Update 8/4/2020: Canadian-American singer-songwriter Neil Young has filed a copyright infringement suit against Donald Trump's presidential campaign for the use of his songs "Rockin' in the Free World" and "Devil's Sidewalk" without a license. The Trump campaign reportedly played the songs at the June 20th rally in Tulsa, Oklahoma, where it's suspected that the late entrepreneur and Republican political figure Herman Cain contracted COVID-19.

The suit states that Young "cannot allow his music to be used as a 'theme song' for a divisive, un-American campaign of ignorance and hate." The lawsuit will serve as a test case for license exclusions in the case of political events.

Imagine pouring your hard work, your talent, and your heartfelt emotions into a work of art for all of humanity to enjoy, only to have it co-opted by a symbol of hatred and division.

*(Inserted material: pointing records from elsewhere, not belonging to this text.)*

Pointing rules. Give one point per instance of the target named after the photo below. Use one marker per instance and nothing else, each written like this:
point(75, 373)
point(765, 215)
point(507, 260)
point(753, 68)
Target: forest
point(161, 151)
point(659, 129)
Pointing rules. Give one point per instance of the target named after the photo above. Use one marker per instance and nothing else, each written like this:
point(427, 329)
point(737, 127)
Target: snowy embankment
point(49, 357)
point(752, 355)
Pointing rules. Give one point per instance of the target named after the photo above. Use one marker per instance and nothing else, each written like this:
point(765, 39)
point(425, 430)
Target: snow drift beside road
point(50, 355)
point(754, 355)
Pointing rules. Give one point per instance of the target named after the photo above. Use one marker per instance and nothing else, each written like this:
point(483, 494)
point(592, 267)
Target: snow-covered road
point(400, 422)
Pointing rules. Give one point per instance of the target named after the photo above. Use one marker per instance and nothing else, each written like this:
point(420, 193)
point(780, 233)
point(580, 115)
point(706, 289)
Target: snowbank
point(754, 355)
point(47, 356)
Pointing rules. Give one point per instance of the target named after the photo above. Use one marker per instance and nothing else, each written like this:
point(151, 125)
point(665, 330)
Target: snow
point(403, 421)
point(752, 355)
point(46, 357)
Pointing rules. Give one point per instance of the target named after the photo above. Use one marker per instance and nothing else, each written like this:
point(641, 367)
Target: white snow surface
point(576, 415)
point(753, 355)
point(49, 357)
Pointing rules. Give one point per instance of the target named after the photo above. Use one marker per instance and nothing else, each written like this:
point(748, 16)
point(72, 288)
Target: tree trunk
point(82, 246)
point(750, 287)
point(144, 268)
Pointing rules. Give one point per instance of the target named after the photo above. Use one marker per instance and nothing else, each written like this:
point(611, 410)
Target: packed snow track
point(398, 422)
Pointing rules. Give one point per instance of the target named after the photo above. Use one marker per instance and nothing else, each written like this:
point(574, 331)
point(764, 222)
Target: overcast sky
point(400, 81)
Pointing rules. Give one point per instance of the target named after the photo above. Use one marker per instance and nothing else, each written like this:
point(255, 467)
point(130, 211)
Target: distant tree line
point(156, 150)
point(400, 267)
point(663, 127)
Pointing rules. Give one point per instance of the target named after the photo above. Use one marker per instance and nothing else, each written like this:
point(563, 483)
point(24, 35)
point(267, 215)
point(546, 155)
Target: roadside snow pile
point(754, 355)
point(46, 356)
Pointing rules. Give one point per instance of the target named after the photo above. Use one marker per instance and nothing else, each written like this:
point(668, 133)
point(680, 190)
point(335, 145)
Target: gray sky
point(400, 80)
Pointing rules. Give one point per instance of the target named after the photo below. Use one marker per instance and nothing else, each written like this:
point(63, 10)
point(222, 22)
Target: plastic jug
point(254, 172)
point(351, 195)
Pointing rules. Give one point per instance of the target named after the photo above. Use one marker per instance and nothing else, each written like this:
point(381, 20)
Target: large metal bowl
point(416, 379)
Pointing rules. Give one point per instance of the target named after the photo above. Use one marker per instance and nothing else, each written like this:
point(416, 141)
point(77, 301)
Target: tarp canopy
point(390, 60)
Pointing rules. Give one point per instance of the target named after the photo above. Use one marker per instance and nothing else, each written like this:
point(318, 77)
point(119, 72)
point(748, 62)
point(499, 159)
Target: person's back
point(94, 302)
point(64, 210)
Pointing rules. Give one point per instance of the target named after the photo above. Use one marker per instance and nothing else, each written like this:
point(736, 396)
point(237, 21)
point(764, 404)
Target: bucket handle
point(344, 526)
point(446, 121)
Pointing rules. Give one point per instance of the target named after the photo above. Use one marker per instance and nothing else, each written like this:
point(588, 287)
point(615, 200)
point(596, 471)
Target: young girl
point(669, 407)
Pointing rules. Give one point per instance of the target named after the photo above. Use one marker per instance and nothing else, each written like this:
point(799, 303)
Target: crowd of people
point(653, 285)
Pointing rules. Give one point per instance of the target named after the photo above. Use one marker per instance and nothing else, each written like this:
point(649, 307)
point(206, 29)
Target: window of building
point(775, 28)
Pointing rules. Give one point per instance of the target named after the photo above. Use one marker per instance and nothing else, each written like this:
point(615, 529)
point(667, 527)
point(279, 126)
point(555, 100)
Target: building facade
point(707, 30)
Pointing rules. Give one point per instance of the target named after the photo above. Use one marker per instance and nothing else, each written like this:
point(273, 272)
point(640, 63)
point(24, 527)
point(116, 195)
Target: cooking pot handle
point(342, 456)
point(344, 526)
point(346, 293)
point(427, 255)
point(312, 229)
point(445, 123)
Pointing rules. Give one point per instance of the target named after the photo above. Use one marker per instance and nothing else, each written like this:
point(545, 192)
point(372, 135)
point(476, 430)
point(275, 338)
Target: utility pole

For a stunning number of musicians who vehemently oppose Donald Trump's presidency, that is exactly what has happened in recent years. Despite repeated statements that they don't want their music played at his political rallies, Donald Trump's re-election campaign has continued to use music from artists like Adele, Rihanna, The Rolling Stones, Neil Young, Pharrell Williams, Axl Rose, and honestly too many others to mention.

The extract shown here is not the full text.